Chang Maria, Parker Elizabeth A, Muller Tessa J M, Haenen Caroline, Mistry Maanasi, Finkielstain Gabriela P, Murphy-Ryan Maureen, Barnes Kevin M, Sundaram Rajeshwari, Baron Jeffrey

机构信息

Section on Growth and Development, National Institutes of Health, Bethesda, MD 20892, USA.

出版信息

Pediatr Res. 2008 Sep;64(3):240-5. doi: 10.1203/PDR.0b013e318180e47a.

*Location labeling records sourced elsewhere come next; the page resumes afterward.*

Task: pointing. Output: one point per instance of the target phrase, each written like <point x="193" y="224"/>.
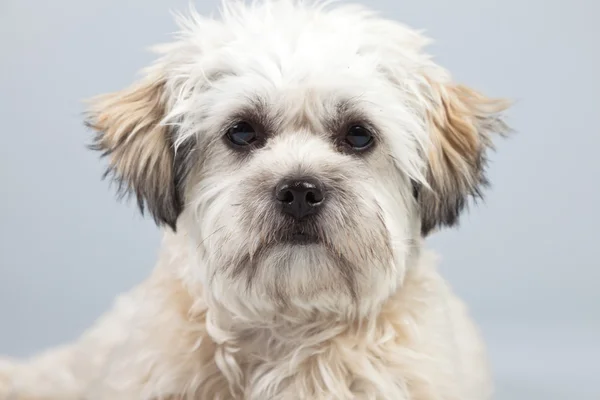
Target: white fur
<point x="194" y="330"/>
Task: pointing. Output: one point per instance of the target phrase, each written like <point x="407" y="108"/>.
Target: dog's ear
<point x="461" y="124"/>
<point x="139" y="147"/>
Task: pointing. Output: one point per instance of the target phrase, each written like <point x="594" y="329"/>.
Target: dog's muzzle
<point x="300" y="200"/>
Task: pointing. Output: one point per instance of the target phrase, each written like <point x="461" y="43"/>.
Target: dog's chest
<point x="338" y="368"/>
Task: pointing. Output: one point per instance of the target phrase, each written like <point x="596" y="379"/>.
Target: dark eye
<point x="241" y="134"/>
<point x="359" y="138"/>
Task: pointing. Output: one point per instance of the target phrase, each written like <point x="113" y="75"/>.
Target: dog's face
<point x="304" y="151"/>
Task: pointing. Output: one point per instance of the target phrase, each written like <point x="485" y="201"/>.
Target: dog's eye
<point x="242" y="134"/>
<point x="359" y="138"/>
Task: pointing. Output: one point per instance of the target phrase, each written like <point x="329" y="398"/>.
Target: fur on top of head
<point x="154" y="133"/>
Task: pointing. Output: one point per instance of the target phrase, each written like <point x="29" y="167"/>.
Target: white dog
<point x="297" y="155"/>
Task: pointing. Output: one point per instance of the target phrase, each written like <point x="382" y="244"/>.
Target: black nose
<point x="300" y="197"/>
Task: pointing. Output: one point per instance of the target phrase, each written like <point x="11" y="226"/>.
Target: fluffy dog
<point x="296" y="155"/>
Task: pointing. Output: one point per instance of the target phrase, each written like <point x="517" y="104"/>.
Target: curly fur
<point x="234" y="309"/>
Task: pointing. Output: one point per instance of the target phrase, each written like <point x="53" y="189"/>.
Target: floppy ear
<point x="139" y="148"/>
<point x="461" y="123"/>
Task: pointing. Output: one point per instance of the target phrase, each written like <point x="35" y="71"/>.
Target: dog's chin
<point x="301" y="239"/>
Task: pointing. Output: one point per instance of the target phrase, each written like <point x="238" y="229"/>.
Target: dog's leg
<point x="69" y="371"/>
<point x="148" y="346"/>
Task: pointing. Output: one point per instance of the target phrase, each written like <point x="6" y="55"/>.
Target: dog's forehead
<point x="289" y="42"/>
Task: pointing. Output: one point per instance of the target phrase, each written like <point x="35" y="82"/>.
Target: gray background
<point x="526" y="261"/>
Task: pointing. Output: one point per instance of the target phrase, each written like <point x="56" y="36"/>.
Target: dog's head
<point x="304" y="151"/>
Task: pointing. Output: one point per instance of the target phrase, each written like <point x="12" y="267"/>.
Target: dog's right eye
<point x="242" y="134"/>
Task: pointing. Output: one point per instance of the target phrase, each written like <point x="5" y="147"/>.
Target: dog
<point x="296" y="156"/>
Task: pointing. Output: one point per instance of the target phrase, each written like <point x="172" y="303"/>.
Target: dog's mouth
<point x="302" y="238"/>
<point x="299" y="234"/>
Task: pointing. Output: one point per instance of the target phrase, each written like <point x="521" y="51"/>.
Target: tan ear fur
<point x="139" y="148"/>
<point x="461" y="122"/>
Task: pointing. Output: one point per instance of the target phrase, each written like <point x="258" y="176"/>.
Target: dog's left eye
<point x="242" y="134"/>
<point x="359" y="138"/>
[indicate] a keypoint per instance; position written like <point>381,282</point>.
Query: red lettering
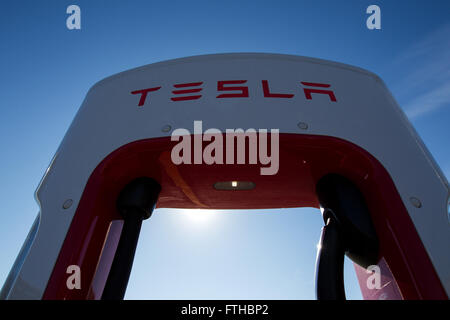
<point>221,87</point>
<point>186,91</point>
<point>143,93</point>
<point>309,91</point>
<point>268,94</point>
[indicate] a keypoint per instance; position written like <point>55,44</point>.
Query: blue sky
<point>46,70</point>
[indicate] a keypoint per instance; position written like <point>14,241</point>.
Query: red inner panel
<point>304,159</point>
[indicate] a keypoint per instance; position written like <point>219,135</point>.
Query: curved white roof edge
<point>240,55</point>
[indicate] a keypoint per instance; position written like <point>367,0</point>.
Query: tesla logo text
<point>234,89</point>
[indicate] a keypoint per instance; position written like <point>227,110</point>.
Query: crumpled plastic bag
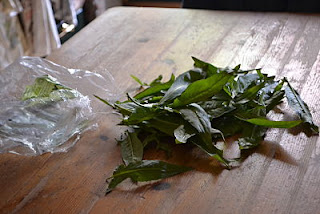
<point>36,126</point>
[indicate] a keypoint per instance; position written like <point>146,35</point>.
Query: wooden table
<point>282,176</point>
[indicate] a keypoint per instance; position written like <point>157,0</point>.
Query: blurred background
<point>37,27</point>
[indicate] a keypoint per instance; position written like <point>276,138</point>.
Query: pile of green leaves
<point>200,107</point>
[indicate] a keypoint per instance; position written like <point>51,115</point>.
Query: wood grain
<point>282,176</point>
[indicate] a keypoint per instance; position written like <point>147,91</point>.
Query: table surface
<point>281,176</point>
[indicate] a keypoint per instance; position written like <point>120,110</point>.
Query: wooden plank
<point>282,176</point>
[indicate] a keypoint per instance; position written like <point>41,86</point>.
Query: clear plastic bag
<point>33,128</point>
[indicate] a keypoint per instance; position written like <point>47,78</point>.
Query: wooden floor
<point>282,176</point>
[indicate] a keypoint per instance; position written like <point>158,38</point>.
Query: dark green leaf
<point>249,94</point>
<point>200,120</point>
<point>180,85</point>
<point>251,136</point>
<point>146,170</point>
<point>155,89</point>
<point>298,105</point>
<point>210,150</point>
<point>166,123</point>
<point>141,114</point>
<point>274,100</point>
<point>104,101</point>
<point>138,80</point>
<point>207,67</point>
<point>202,89</point>
<point>218,105</point>
<point>156,81</point>
<point>182,134</point>
<point>131,148</point>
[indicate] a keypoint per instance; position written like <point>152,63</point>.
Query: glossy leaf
<point>202,89</point>
<point>180,85</point>
<point>131,148</point>
<point>298,105</point>
<point>138,80</point>
<point>155,89</point>
<point>146,170</point>
<point>272,124</point>
<point>207,67</point>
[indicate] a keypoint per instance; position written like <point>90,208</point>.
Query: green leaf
<point>104,101</point>
<point>202,89</point>
<point>166,123</point>
<point>272,124</point>
<point>183,133</point>
<point>298,105</point>
<point>146,170</point>
<point>207,67</point>
<point>141,114</point>
<point>180,85</point>
<point>138,80</point>
<point>274,100</point>
<point>249,94</point>
<point>251,136</point>
<point>210,150</point>
<point>200,120</point>
<point>155,89</point>
<point>219,105</point>
<point>42,88</point>
<point>131,148</point>
<point>156,81</point>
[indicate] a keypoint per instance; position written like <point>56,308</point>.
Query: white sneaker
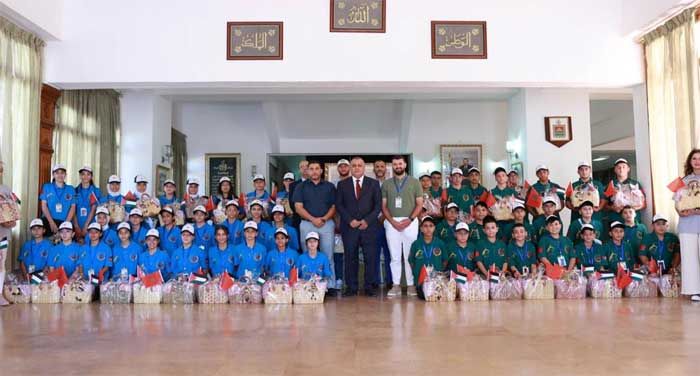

DOI:10.1203/PDR.0b013e318180e47a
PMID:18535488
原文链接:https://pmc.ncbi.nlm.nih.gov/articles/PMC2729112/
Abstract

In mammals, the rate of somatic growth is rapid in early postnatal life but then slows with age, approaching zero as the animal approaches adult body size. To investigate the underlying changes in cell-cycle kinetics, [methyl-H]thymidine and 5'-bromo-2'deoxyuridine were used to double-label proliferating cells in 1-, 2-, and 3-wk-old mice for four weeks. Proliferation of renal tubular epithelial cells and hepatocytes decreased with age. The average cell-cycle time did not increase in liver and increased only 1.7 fold in kidney. The fraction of cells in S-phase that will divide again declined approximately 10 fold with age. Concurrently, average cell area increased approximately 2 fold. The findings suggest that somatic growth deceleration primarily results not from an increase in cell-cycle time but from a decrease in growth fraction (fraction of cells that continue to proliferate). During the deceleration phase, cells appear to reach a proliferative limit and undergo their final cell divisions, staggered over time. Concomitantly, cells enlarge to a greater volume, perhaps because they are relieved of the size constraint imposed by cell division. In conclusion, a decline in growth fraction with age causes somatic growth deceleration and thus sets a fundamental limit on adult body size.

摘要

在哺乳动物中,出生后早期体细胞生长速率很快,但随后会随着年龄增长而减缓,当动物接近成年体型时,生长速率趋近于零。为了研究细胞周期动力学的潜在变化,使用[甲基 - H]胸苷和5'-溴 - 2'-脱氧尿苷对1周龄、2周龄和3周龄小鼠的增殖细胞进行了为期四周的双重标记。肾小管上皮细胞和肝细胞的增殖随年龄增长而下降。肝脏中的平均细胞周期时间没有增加,肾脏中的平均细胞周期时间仅增加了1.7倍。随着年龄增长,处于S期且会再次分裂的细胞比例下降了约10倍。同时,平均细胞面积增加了约2倍。这些发现表明,体细胞生长减速主要不是由于细胞周期时间的增加,而是由于生长分数(继续增殖的细胞比例)的下降。在减速阶段期间,细胞似乎达到了增殖极限并进行其最后的细胞分裂,这些分裂随时间交错进行。同时,细胞体积增大,这可能是因为它们摆脱了细胞分裂所施加的大小限制。总之,随着年龄增长生长分数下降导致体细胞生长减速,从而为成年体型设定了一个基本限制。